In 2004 at the State Law Building in Brisbane, chambers of the Director of Public Prosecutions were named "Sheehy Chambers" in honour of Sheehy, and streets in the Australian cities of Rockhampton, Brisbane (Stafford) and Canberra (Evatt) have also been named after Sheehy.

==Death, funeral and tributes==
Sheehy died at Buderim, Queensland on 22 September 1971. He was accorded a State funeral held at Cathedral of St Stephen, Brisbane which was attended by Federal and State politicians, members of the judiciary (including 18 judges and 40 barristers), police and armed services. The Prime Minister, the Governor, the Premier and the Leader of the Opposition were all represented. The Chief Justice noted in his eulogy that as well as his outstanding skill and rigour as a jurist, Sheehy's "kindness, urbanity and readiness to help others made him much loved." The 50-vehicle official funeral cortège and motorcade, led by a procession of mounted police, passed through a final honour guard of 1,000 students from his old school of Gregory Terrace, after winding through the city streets of Brisbane where people paused to pay their last respects to one of the most admired and beloved jurists in the State's history.

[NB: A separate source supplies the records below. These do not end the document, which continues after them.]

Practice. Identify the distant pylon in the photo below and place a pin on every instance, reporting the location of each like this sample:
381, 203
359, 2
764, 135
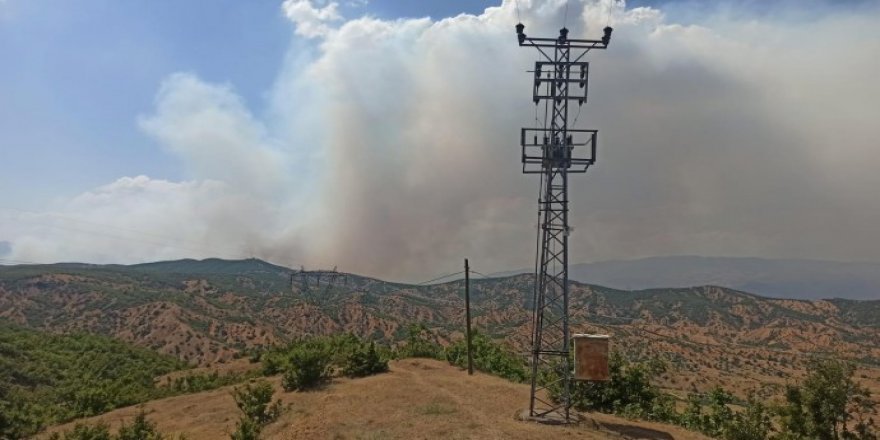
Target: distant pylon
554, 151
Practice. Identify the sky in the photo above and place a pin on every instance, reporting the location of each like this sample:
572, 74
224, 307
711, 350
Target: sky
381, 136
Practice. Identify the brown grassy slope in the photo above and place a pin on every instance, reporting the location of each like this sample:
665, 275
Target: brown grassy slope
418, 399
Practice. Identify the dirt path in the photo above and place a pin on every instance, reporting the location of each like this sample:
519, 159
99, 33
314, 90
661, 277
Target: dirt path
417, 399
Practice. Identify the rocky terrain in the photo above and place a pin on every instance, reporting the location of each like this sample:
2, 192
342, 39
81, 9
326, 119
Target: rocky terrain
205, 312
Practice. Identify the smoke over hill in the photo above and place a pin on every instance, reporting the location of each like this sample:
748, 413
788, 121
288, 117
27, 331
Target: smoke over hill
389, 147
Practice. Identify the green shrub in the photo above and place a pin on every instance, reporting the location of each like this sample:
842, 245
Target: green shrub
308, 368
255, 402
364, 360
629, 392
140, 429
99, 431
246, 429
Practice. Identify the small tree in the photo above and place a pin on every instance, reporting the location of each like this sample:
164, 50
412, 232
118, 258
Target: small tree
364, 361
827, 403
255, 402
140, 429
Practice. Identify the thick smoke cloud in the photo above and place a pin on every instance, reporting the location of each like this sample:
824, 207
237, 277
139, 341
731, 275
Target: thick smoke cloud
391, 146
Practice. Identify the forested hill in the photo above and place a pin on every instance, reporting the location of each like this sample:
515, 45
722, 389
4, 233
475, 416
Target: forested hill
47, 378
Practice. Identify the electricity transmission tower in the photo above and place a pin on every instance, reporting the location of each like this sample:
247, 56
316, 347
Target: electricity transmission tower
555, 151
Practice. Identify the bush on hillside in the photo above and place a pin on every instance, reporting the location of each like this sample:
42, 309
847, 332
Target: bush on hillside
829, 405
140, 429
489, 357
364, 360
420, 344
255, 402
308, 368
99, 431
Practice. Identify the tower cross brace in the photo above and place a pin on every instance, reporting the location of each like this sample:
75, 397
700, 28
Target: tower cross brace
555, 151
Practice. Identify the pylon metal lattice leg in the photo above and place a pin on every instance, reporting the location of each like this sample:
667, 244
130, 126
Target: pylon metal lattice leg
554, 157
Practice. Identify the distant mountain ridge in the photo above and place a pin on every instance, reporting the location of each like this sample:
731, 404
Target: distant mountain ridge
209, 311
775, 278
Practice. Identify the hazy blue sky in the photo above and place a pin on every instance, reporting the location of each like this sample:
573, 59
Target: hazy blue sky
104, 106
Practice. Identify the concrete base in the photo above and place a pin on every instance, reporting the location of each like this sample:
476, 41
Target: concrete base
552, 418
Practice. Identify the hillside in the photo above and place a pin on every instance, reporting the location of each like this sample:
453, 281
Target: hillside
419, 398
207, 311
796, 279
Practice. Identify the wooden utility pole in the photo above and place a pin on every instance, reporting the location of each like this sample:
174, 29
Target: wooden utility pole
467, 307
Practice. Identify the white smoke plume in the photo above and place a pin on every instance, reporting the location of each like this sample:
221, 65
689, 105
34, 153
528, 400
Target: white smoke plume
391, 149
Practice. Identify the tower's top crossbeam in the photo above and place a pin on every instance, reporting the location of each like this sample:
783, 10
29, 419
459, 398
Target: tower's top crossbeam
563, 40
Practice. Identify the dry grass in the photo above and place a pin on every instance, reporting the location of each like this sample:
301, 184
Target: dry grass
417, 399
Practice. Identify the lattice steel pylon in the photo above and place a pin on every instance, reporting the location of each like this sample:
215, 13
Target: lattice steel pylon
555, 151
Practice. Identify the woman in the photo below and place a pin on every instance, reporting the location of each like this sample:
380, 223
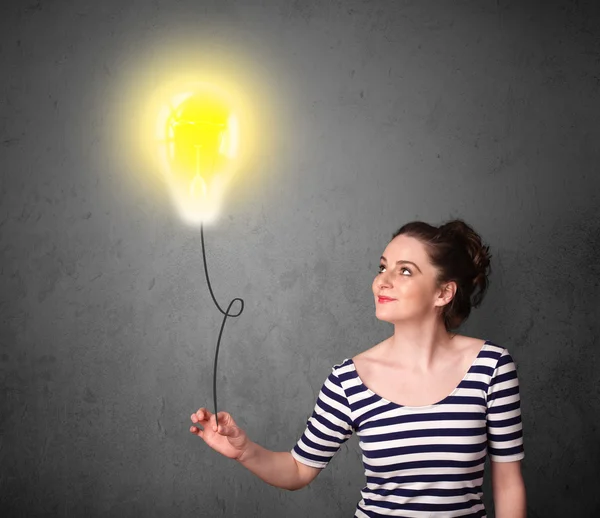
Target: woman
427, 405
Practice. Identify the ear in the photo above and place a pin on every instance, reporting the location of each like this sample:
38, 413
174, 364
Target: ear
446, 293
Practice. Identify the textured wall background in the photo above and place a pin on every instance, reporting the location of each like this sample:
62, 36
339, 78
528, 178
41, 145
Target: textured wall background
383, 112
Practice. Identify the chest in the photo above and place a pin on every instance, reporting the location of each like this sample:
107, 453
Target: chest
407, 388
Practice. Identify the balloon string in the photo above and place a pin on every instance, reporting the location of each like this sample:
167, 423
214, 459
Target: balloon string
225, 313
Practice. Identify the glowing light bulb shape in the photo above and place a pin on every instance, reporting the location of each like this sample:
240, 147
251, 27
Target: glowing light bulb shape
197, 134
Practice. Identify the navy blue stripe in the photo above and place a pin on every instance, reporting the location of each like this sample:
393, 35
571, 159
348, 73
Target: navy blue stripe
425, 448
426, 432
505, 451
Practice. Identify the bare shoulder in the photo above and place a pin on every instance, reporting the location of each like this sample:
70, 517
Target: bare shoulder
465, 346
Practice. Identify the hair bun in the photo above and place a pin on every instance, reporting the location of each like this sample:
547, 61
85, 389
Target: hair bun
478, 252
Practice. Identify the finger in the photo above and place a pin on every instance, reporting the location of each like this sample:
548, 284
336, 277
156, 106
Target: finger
196, 431
229, 431
203, 415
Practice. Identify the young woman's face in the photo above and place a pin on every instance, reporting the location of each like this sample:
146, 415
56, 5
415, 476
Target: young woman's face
408, 279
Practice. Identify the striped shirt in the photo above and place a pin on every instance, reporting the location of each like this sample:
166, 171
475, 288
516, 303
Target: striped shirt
420, 461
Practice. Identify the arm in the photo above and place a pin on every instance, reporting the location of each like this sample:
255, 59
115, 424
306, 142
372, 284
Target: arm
505, 439
277, 468
509, 490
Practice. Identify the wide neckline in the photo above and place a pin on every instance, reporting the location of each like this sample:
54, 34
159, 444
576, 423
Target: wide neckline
423, 407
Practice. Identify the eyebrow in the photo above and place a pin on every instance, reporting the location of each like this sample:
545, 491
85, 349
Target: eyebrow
403, 261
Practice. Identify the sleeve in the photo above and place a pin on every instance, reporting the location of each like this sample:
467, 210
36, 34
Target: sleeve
329, 426
504, 426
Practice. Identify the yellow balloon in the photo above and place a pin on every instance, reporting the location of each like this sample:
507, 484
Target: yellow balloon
197, 137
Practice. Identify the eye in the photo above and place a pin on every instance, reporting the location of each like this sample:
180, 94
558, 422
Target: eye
401, 269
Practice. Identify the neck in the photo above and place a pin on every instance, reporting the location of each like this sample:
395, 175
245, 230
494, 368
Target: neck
419, 347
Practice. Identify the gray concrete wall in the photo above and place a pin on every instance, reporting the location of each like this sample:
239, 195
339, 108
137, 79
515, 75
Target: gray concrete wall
374, 114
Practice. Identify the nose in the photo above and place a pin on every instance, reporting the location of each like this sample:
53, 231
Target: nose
383, 281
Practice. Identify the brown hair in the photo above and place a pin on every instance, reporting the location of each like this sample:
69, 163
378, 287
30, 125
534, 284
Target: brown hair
458, 253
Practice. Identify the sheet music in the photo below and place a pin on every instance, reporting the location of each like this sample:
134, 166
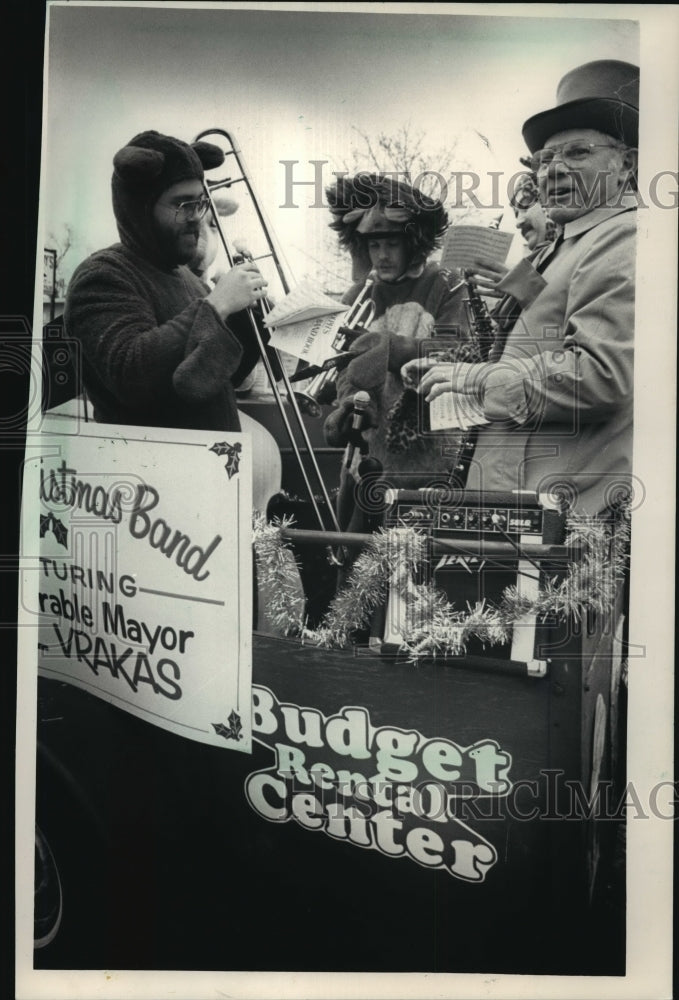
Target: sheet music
464, 245
306, 301
311, 339
455, 410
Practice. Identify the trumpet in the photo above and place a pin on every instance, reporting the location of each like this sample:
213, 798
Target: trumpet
322, 387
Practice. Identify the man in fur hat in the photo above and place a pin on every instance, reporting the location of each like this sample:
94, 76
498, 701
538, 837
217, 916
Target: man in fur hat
391, 229
159, 347
559, 397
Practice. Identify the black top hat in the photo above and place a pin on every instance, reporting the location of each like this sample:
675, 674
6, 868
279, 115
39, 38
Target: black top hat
601, 95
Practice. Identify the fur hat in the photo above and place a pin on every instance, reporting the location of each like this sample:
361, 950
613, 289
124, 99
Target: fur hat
377, 205
151, 163
601, 95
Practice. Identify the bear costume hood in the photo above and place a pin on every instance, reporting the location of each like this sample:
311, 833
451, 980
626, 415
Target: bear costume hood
142, 170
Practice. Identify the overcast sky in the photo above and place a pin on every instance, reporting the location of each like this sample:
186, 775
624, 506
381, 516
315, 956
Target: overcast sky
290, 85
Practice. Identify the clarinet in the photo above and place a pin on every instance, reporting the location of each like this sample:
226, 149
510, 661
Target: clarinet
484, 329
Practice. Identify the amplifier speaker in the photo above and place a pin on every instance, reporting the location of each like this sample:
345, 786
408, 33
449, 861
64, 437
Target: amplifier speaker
495, 528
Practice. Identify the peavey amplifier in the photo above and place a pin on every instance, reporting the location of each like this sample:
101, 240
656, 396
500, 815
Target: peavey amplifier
482, 543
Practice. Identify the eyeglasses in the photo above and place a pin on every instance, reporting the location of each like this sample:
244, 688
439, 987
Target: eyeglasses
189, 210
524, 197
571, 153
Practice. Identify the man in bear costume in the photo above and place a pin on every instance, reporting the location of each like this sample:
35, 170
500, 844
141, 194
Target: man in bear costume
391, 229
159, 347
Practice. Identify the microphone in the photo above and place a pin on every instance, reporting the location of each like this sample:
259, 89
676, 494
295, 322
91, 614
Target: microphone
242, 249
360, 405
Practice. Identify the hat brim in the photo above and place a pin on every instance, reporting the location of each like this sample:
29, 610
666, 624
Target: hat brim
383, 234
614, 118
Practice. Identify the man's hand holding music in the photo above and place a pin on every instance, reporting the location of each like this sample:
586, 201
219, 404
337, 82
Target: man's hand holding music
486, 276
240, 288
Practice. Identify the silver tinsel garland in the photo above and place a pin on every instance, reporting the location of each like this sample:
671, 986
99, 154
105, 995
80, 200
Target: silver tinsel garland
433, 626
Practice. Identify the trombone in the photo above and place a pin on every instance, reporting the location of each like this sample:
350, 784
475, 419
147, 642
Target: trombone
270, 357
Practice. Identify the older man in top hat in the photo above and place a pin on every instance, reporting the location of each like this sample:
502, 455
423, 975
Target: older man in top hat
159, 347
559, 398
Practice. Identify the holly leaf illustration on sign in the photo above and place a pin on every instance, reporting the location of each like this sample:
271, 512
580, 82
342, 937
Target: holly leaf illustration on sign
232, 451
60, 531
233, 730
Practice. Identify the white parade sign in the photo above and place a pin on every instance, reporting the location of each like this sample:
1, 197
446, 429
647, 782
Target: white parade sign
145, 574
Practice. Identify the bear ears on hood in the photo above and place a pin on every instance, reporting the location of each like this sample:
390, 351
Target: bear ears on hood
150, 163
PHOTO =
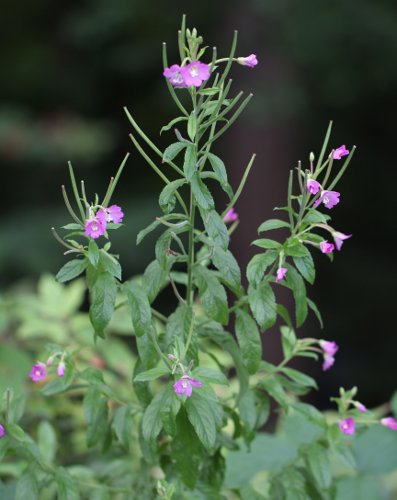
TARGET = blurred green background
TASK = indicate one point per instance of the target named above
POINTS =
(70, 67)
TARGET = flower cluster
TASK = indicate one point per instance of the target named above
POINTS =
(95, 225)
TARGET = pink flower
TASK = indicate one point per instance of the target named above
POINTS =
(281, 272)
(313, 186)
(339, 238)
(347, 426)
(38, 372)
(326, 247)
(195, 73)
(96, 226)
(389, 422)
(111, 214)
(61, 369)
(184, 385)
(174, 75)
(341, 151)
(230, 216)
(251, 61)
(329, 198)
(329, 351)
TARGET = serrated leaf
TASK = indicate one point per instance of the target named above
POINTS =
(263, 305)
(272, 224)
(103, 297)
(258, 265)
(171, 152)
(297, 285)
(249, 340)
(167, 197)
(71, 270)
(218, 167)
(141, 314)
(212, 294)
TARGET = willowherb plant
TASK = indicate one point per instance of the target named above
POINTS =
(202, 390)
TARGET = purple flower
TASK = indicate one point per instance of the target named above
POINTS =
(347, 426)
(341, 151)
(281, 272)
(174, 75)
(230, 216)
(329, 350)
(313, 186)
(184, 385)
(38, 372)
(96, 226)
(339, 238)
(389, 422)
(61, 369)
(251, 61)
(326, 247)
(195, 73)
(329, 198)
(111, 214)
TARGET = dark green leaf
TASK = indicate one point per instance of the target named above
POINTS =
(263, 305)
(249, 340)
(71, 270)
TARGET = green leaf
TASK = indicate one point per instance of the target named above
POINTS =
(201, 193)
(216, 228)
(103, 297)
(71, 270)
(258, 265)
(192, 125)
(154, 279)
(272, 224)
(266, 243)
(173, 150)
(249, 340)
(93, 253)
(189, 164)
(212, 294)
(218, 167)
(153, 374)
(318, 464)
(297, 285)
(263, 305)
(67, 487)
(305, 266)
(167, 197)
(228, 268)
(27, 488)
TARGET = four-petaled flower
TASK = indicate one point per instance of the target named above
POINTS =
(96, 226)
(339, 152)
(174, 75)
(195, 73)
(339, 238)
(326, 247)
(347, 426)
(329, 198)
(38, 372)
(389, 422)
(281, 272)
(112, 214)
(312, 186)
(329, 351)
(184, 385)
(251, 61)
(230, 216)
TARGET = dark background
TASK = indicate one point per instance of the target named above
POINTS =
(69, 67)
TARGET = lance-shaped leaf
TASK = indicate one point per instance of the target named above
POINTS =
(140, 311)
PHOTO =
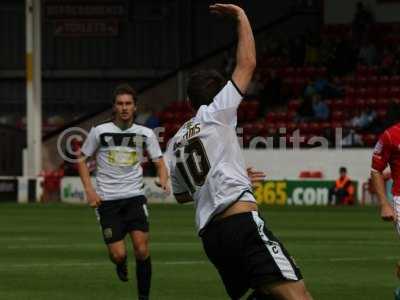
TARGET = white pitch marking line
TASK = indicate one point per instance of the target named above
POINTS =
(183, 262)
(91, 245)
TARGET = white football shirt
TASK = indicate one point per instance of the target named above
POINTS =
(119, 154)
(205, 159)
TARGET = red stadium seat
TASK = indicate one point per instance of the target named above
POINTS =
(294, 105)
(369, 139)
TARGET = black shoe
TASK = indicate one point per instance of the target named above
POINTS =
(122, 271)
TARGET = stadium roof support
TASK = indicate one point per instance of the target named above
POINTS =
(33, 88)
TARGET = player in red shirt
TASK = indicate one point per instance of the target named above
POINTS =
(387, 152)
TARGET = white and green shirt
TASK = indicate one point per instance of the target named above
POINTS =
(119, 154)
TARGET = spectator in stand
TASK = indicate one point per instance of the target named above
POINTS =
(364, 120)
(297, 51)
(312, 55)
(368, 54)
(271, 95)
(388, 61)
(323, 87)
(343, 190)
(351, 138)
(345, 58)
(320, 108)
(305, 112)
(362, 21)
(393, 115)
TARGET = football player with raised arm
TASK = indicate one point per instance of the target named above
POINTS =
(207, 167)
(118, 197)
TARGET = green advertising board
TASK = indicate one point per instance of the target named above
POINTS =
(295, 192)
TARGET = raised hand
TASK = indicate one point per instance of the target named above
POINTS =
(226, 9)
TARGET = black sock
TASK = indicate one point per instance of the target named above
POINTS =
(143, 277)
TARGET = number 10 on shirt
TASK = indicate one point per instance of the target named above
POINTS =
(193, 163)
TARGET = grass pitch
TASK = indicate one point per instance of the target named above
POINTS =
(56, 252)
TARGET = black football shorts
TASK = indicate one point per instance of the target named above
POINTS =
(119, 217)
(247, 254)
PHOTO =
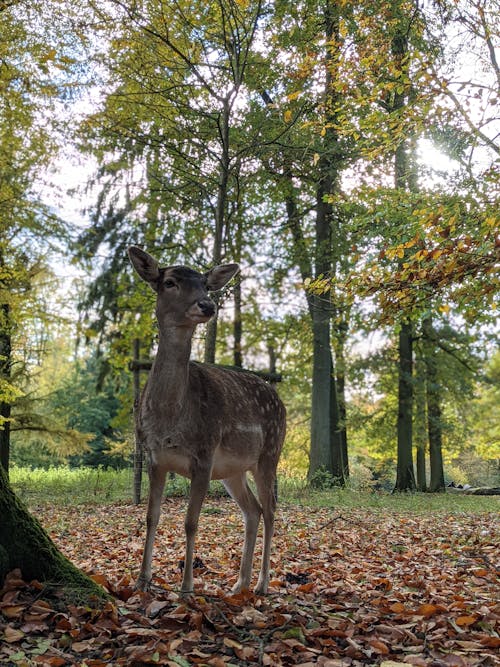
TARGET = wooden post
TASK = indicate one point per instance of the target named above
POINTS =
(138, 452)
(273, 379)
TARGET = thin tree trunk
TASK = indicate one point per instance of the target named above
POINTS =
(405, 478)
(326, 451)
(138, 451)
(420, 421)
(434, 418)
(220, 220)
(5, 375)
(339, 346)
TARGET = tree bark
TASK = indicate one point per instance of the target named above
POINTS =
(420, 421)
(220, 219)
(405, 477)
(5, 375)
(25, 545)
(434, 419)
(326, 444)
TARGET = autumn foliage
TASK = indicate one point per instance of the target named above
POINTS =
(350, 587)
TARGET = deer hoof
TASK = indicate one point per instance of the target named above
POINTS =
(143, 584)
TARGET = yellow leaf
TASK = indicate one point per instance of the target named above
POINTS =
(465, 620)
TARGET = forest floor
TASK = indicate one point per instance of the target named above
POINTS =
(349, 587)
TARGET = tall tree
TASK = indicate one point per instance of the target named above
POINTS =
(28, 228)
(170, 132)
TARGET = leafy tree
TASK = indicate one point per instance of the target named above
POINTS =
(29, 230)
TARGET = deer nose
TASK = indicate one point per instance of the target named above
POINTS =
(207, 307)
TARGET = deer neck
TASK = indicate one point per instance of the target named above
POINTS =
(168, 380)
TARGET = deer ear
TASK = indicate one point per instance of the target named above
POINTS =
(220, 276)
(145, 265)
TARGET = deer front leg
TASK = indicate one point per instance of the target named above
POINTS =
(156, 485)
(241, 493)
(200, 480)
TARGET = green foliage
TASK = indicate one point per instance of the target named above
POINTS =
(75, 486)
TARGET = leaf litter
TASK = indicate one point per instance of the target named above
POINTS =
(349, 588)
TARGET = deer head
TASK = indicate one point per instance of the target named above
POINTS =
(182, 293)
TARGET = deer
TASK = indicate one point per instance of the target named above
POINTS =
(204, 422)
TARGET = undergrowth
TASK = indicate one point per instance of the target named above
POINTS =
(76, 486)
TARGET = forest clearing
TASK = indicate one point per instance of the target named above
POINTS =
(350, 585)
(337, 163)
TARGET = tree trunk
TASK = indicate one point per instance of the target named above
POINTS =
(5, 375)
(339, 345)
(326, 450)
(25, 545)
(336, 432)
(220, 220)
(320, 455)
(405, 478)
(434, 420)
(420, 421)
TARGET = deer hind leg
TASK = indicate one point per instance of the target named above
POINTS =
(238, 487)
(200, 479)
(156, 485)
(265, 476)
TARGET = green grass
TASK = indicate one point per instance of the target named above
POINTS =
(75, 486)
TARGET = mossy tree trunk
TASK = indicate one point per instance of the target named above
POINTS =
(25, 545)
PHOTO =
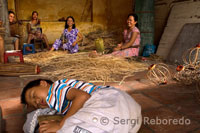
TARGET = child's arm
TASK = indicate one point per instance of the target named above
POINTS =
(78, 98)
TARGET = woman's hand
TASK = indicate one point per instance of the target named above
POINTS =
(49, 126)
(119, 46)
(74, 43)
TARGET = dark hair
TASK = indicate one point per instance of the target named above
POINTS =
(11, 12)
(32, 84)
(34, 12)
(66, 25)
(37, 15)
(135, 18)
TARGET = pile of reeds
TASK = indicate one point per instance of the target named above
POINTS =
(80, 66)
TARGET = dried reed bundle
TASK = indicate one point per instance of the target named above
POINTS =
(189, 74)
(80, 66)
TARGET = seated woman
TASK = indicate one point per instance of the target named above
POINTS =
(13, 29)
(69, 41)
(35, 31)
(131, 40)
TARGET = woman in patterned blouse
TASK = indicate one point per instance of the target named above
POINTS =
(70, 37)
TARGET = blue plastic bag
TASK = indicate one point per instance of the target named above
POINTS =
(148, 50)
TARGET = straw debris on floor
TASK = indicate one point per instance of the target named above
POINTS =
(59, 64)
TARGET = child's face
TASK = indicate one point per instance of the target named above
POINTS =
(36, 96)
(131, 21)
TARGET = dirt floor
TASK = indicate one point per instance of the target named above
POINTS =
(164, 102)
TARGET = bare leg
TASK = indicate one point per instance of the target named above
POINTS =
(17, 44)
(1, 50)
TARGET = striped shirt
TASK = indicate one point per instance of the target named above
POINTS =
(57, 93)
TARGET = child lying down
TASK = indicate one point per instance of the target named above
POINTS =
(86, 108)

In 1972, Sheehy's widow Lady (Elizabeth) Sheehy established the annual "The Honourable Sir Joseph Sheehy KBE Memorial Prize" at Gregory Terrace (of which Sheehy was
Dux in 1915), an award continued after her death by their son Gabriel Joseph "Joe" Sheehy. In 1974, at the invitation of Gregory Terrace, Lady Sheehy christened the new First Eight boat of Gregory Terrace's rowing fleet the Sir Joseph Sheehy, and in 1975 the boat was coxed at the annual Head of the River (Queensland) GPS regatta by Sheehy's grandson Brett Sheehy.